Top 10 Things I Love About Cascading + Hadoop on the Cloud
My recent experience with Map-Reduce on the Cloud really makes me happy I never got away from the tech… here’s why:
- No fixed infrastructure investments means that performance optimizations and tuning directly effect the bottom line.
- No longer have to estimate hardware for a system that isn’t built yet.
- Everything is open source so I don’t have to deal with software vendors. I can fix things myself if I have to, rely on the community for help, and third party paid support is available if needed.
- Leverage the same software stack used by millions of other cloud developers. No vapor-ware survives here…
- Completely open MapReduce implementation within Hadoop allows cool solutions like using an embedded Java database for looking up dimension data.
- Everything is testable using automated unit testing in the local JVM, leading to code robustness and quality far exceeding any data processing stack I’ve worked on. To be able to debug the entire Hadoop technology stack on the local JVM is priceless.
- Any Java developer can pick up Cascading in a couple of months and be productive.
- Cascading joins offer more flexibility than SQL joins. For example, Cascading OuterJoin supports empty data on either side of the join condition.
- Everything is streaming and INSERT only so data processing best practices are self-evident and mandatory in MapReduce, where the same best practices are optional in SQL-based systems. For example, a true INSERT only database model is fairly rare in the Oracle world; however, in MapReduce an INSERT only model is the only option available.
- I can draw any Cascading data processing design using a simple flow chart, and have direct correlation between the design and the finished product every time.

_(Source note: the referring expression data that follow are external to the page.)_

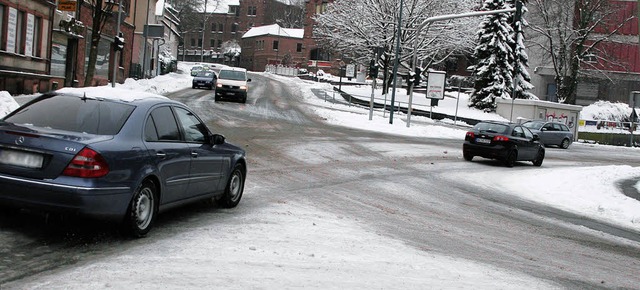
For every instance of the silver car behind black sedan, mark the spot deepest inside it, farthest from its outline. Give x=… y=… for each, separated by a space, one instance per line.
x=551 y=133
x=110 y=158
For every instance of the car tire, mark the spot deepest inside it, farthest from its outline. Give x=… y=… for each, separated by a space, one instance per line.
x=142 y=210
x=510 y=161
x=539 y=158
x=235 y=188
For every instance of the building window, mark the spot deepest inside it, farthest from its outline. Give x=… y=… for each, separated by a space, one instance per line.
x=234 y=10
x=2 y=43
x=321 y=8
x=252 y=11
x=20 y=33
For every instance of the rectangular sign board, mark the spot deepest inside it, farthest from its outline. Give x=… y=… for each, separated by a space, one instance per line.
x=435 y=84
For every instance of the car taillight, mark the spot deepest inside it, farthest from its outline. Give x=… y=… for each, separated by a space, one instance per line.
x=500 y=138
x=87 y=163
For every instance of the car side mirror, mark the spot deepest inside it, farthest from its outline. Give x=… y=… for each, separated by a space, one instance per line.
x=217 y=139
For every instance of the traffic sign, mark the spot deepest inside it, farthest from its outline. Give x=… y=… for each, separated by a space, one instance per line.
x=67 y=5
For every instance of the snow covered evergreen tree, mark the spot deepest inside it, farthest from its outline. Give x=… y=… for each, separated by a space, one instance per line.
x=522 y=74
x=494 y=56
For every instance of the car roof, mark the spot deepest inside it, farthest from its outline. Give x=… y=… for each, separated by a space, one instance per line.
x=234 y=69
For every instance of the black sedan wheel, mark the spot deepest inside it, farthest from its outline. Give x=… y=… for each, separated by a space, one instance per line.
x=142 y=210
x=235 y=187
x=539 y=158
x=510 y=161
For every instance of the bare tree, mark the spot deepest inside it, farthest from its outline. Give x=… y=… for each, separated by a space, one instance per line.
x=573 y=34
x=354 y=27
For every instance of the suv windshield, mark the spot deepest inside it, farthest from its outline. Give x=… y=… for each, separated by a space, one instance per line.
x=76 y=114
x=233 y=75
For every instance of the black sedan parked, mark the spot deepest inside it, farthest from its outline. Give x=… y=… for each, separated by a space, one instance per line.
x=124 y=160
x=507 y=142
x=204 y=79
x=551 y=133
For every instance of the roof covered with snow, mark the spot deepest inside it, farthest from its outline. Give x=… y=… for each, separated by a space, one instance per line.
x=274 y=29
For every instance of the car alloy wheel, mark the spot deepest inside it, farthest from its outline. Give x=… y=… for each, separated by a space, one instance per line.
x=142 y=210
x=235 y=187
x=510 y=161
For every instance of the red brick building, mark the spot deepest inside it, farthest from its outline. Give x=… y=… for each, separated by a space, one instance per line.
x=272 y=44
x=25 y=45
x=230 y=20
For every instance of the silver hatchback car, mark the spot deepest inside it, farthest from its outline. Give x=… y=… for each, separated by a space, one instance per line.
x=551 y=133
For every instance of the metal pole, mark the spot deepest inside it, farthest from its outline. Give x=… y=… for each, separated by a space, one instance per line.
x=204 y=25
x=146 y=39
x=514 y=93
x=455 y=117
x=116 y=66
x=396 y=62
x=373 y=87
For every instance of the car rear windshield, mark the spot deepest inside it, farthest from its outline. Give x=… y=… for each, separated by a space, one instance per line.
x=491 y=127
x=232 y=75
x=533 y=125
x=76 y=114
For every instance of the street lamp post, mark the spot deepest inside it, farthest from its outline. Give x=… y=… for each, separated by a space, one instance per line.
x=396 y=62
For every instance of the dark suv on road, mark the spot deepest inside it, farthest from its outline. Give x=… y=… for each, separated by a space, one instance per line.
x=503 y=141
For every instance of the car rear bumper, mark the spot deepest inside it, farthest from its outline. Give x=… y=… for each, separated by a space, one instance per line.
x=493 y=152
x=47 y=195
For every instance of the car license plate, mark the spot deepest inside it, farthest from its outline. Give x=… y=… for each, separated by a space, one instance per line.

To top it all off, Cascading is a great path for entry level college grads to get into big data processing. Admittedly, you need to know a lot to make an entire distributed data processing system work on a day in and day out basis. But you only need to know the fundamentals of any JVM-based language (Scala, Jython, JRuby, Groovy, Clojure, etc) to learn how to process big data with Cascading. This is the first time in a very long time that any of my employers has been talking about bringing on interns or new grads.